For about the past month, I’ve been in a state of waxing and waning dread: low-level, then sharp, then low-level, then sharp again. And for more than six years before that, ever since I left my marriage and started the process of separation and divorce, I’ve been in limbo, first guilty, sad, and nervous, and then, over the years, increasingly angry, resentful, and at times, murderous (show me one person mired in a divorce battle who hasn’t fantasized about a handy bus coming along and killing his or her would-be ex, and I will show you a saint, or at least a martyr, or maybe an exceptionally mature person, which I obviously am not).

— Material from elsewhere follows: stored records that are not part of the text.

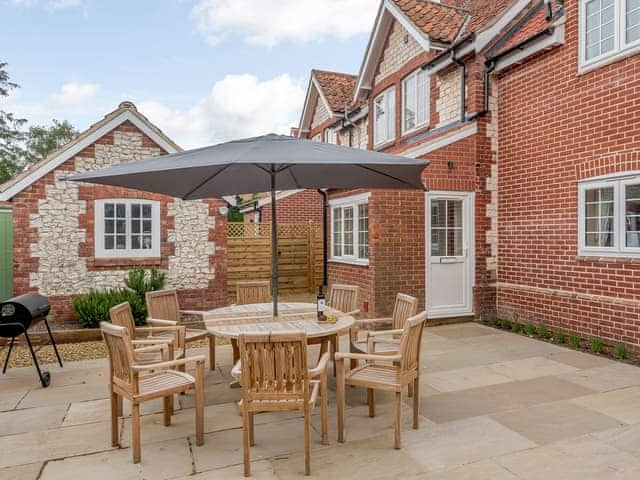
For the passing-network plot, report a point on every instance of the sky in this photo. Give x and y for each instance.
(204, 71)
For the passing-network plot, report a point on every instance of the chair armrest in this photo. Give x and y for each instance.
(169, 364)
(321, 367)
(366, 356)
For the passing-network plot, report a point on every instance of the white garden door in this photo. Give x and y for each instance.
(450, 257)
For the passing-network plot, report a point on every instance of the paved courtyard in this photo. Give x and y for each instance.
(494, 406)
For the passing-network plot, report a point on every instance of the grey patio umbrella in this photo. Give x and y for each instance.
(262, 164)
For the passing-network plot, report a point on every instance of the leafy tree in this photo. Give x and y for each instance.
(12, 137)
(42, 140)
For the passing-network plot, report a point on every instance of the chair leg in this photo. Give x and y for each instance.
(416, 403)
(398, 419)
(135, 431)
(115, 440)
(340, 399)
(212, 352)
(168, 410)
(307, 441)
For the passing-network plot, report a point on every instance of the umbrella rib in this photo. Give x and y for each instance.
(386, 175)
(208, 179)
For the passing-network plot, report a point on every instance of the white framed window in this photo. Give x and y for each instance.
(127, 228)
(350, 229)
(384, 126)
(415, 101)
(608, 29)
(609, 217)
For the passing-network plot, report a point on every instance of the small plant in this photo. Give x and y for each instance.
(543, 331)
(574, 340)
(620, 351)
(597, 346)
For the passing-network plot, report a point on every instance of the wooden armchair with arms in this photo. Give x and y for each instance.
(130, 379)
(391, 372)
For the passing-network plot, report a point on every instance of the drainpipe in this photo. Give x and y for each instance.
(463, 85)
(325, 202)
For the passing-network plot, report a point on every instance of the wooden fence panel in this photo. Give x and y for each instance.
(299, 261)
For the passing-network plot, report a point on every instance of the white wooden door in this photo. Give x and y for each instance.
(450, 258)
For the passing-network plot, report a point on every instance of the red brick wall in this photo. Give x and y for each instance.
(26, 203)
(303, 207)
(556, 127)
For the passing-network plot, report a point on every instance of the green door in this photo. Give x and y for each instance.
(6, 255)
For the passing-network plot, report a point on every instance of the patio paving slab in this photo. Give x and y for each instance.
(551, 422)
(31, 419)
(623, 404)
(30, 471)
(465, 441)
(582, 458)
(354, 460)
(159, 460)
(610, 377)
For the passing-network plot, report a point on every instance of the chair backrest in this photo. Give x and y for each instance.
(120, 351)
(410, 343)
(163, 305)
(121, 315)
(255, 291)
(274, 366)
(344, 297)
(405, 307)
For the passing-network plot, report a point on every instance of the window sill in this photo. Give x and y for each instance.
(358, 263)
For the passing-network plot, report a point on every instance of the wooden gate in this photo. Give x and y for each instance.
(6, 254)
(299, 259)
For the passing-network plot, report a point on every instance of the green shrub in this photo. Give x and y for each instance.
(574, 340)
(93, 307)
(543, 331)
(597, 346)
(620, 351)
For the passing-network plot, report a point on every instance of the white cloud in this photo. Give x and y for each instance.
(269, 22)
(238, 106)
(75, 94)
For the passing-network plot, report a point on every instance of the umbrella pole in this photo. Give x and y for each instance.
(274, 246)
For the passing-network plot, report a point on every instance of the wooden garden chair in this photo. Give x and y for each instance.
(274, 377)
(164, 310)
(391, 372)
(254, 291)
(140, 383)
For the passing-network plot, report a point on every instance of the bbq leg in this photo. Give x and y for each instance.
(6, 360)
(53, 342)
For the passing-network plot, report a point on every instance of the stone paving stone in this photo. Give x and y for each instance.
(60, 442)
(30, 471)
(623, 404)
(159, 460)
(550, 422)
(464, 441)
(610, 377)
(362, 459)
(533, 367)
(582, 458)
(484, 469)
(463, 378)
(580, 360)
(31, 419)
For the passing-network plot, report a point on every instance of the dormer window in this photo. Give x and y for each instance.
(384, 128)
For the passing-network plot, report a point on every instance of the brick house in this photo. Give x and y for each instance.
(69, 238)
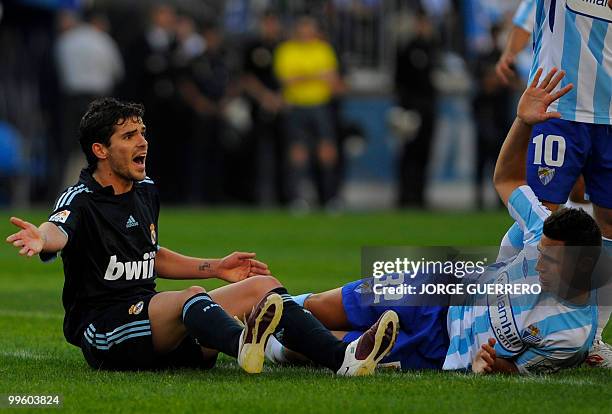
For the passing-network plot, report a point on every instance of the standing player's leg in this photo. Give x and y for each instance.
(557, 153)
(598, 176)
(192, 311)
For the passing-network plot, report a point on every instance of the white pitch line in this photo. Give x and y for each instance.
(544, 379)
(30, 314)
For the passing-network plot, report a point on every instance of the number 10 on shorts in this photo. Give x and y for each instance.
(553, 149)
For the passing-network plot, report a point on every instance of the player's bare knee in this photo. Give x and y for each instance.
(312, 301)
(260, 285)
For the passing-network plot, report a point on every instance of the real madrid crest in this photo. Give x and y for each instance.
(153, 235)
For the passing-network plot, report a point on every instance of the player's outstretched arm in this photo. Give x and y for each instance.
(487, 362)
(232, 268)
(512, 160)
(32, 240)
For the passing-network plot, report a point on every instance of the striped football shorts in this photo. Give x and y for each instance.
(120, 339)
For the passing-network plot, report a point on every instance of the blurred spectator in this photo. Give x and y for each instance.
(89, 66)
(12, 164)
(491, 108)
(151, 67)
(307, 67)
(263, 89)
(416, 92)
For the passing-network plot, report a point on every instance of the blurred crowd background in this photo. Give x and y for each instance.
(298, 104)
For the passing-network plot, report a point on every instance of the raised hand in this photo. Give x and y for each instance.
(537, 97)
(30, 239)
(239, 265)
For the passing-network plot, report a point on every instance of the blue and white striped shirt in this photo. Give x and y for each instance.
(575, 35)
(538, 332)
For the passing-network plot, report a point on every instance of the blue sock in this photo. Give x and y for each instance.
(300, 299)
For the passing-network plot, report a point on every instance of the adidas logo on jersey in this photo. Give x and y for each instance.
(142, 269)
(131, 222)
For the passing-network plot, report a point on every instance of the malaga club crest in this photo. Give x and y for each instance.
(546, 174)
(136, 309)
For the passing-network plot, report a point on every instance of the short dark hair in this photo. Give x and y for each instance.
(98, 123)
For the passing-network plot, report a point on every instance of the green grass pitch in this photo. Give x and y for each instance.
(309, 253)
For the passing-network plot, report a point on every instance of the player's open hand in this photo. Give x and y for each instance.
(485, 358)
(29, 239)
(239, 265)
(537, 97)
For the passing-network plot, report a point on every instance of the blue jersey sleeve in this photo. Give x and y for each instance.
(529, 214)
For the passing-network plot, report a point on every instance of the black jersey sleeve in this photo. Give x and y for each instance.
(66, 213)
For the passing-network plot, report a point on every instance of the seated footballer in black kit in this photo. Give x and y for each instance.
(106, 227)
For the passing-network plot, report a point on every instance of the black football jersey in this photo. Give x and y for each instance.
(112, 243)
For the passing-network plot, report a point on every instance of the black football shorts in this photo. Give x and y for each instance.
(120, 339)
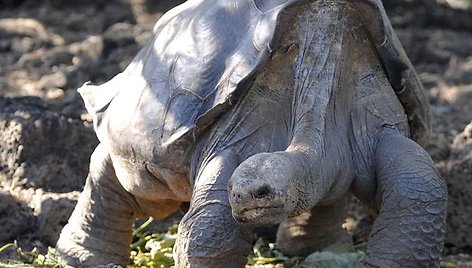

My dread this past month was caused by the fact that in the end, in order to get free of my long-defunct first marriage, I was forced to go down to Brooklyn divorce court and face my ex-husband, with our lawyers, before a judge. It was, as one friend suggested, like ripping off a bandage and reopening old wounds. I had nightmares about it. I realized anew why I’d left. I remembered things I’d worked hard to forget.

On Thursday morning at 6:00, my plane took off from Portland. We landed at JFK at 7:30. For an hour and a half, I sat in a cab in snarled, ugly, potholed rush-hour traffic. It was a grey morning with hard, dirty air.

What is the opposite of nostalgia? Is there such a word?

The divorce ceremony was surreal and quick and painless. The presence of my lawyer, a smart, kind, charming Brit, was like a security blanket. My ex and I had no eye contact, didn’t acknowledge each other, a skill we’d perfected in our first year of marriage, when we’d sometimes go as long as a week in the same apartment, sleeping in the same bed, without speaking.

Divorce is never easy, of course. Dissolving a marriage can take years, emotionally. But legally, once agreement has been reached and especially when there are no kids involved, it’s over in minutes. I left the courthouse with my lawyer, exchanging stories of Maine. I felt light-headed with relief.

I got into a cab with trepidation: how long would the return trip take? But this time, it sped me to JFK: no potholes, no traffic, and the city looked brighter than it had earlier, less dreary, intriguingly dense, full of stories, and I remembered why I’d loved it once.

At the Jet Blue terminal, after I went through security, it was only 11:30. I had nearly two hours until my 1:24 flight, well over an hour before it boarded. And I was starving: I’d eaten nothing but a banana all day. Luckily, as it happens, the Jet Blue terminal at JFK has a kickass food court. I perused the row of menus then wandered indecisively to the hostess stand. “What’s my best bet for gluten-free food?” I asked the two young women who stood there.

They instantly took me in hand, a special-needs project on a quiet Thursday. One of them went off to interrogate the chef of the Thai place about the pad Thai, which they assured me was excellent. The other looked through the menus with me, discussing my options: the French bistro had salads; the tapas place had plenty of things I could eat; the steakhouse might not be the ideal place for me; but really, the Thai place was their favorite.

“Okay,” I said. “Thai it is.”

The young woman who’d gone off to interview the chef came back. She was my waitress, it turned out. “He can’t say for sure,” she said. “But he’s happy to make you something off the menu. Some sautéed vegetables?”

“Can I have rice and shrimp, and can he make it spicy?”

“Done,” she said. “Anything to drink?”

I ordered a glass of cava. “I’m toasting myself,” I told her, and then I explained why I was drinking bubbly wine before noon on a weekday.

Her expression wavered: compassion? Solidarity? Congratulations? I banished her doubt. “It’s long overdue.”

She smiled and brought me an enormous glass of pale, bubbly celebration. “I brought you the prosecco instead of the cava,” she told me, and then my lunch arrived: oyster, shiitake, and maitake mushrooms in a spicy sauce with spears of broccoli rabe, alongside a mound of rice and a heap of grilled shrimp. I ate every scrap, drank every drop, left a huge tip, and flew home.

Brendan and Dingo came to get me at the airport, which is a seven-minute drive from our house. Everything felt solid again after that weird morning in divorce court. Our little city looked so beautiful: the snow was white, the houses were elegant, even the shabbiest ones, and our house, when I walked into it, was warm and snug and safe. I went upstairs and wrapped myself up like a burrito in a duvet and slept for two hours, a deep, dreamless, stress-free sleep, the first one I had had in weeks.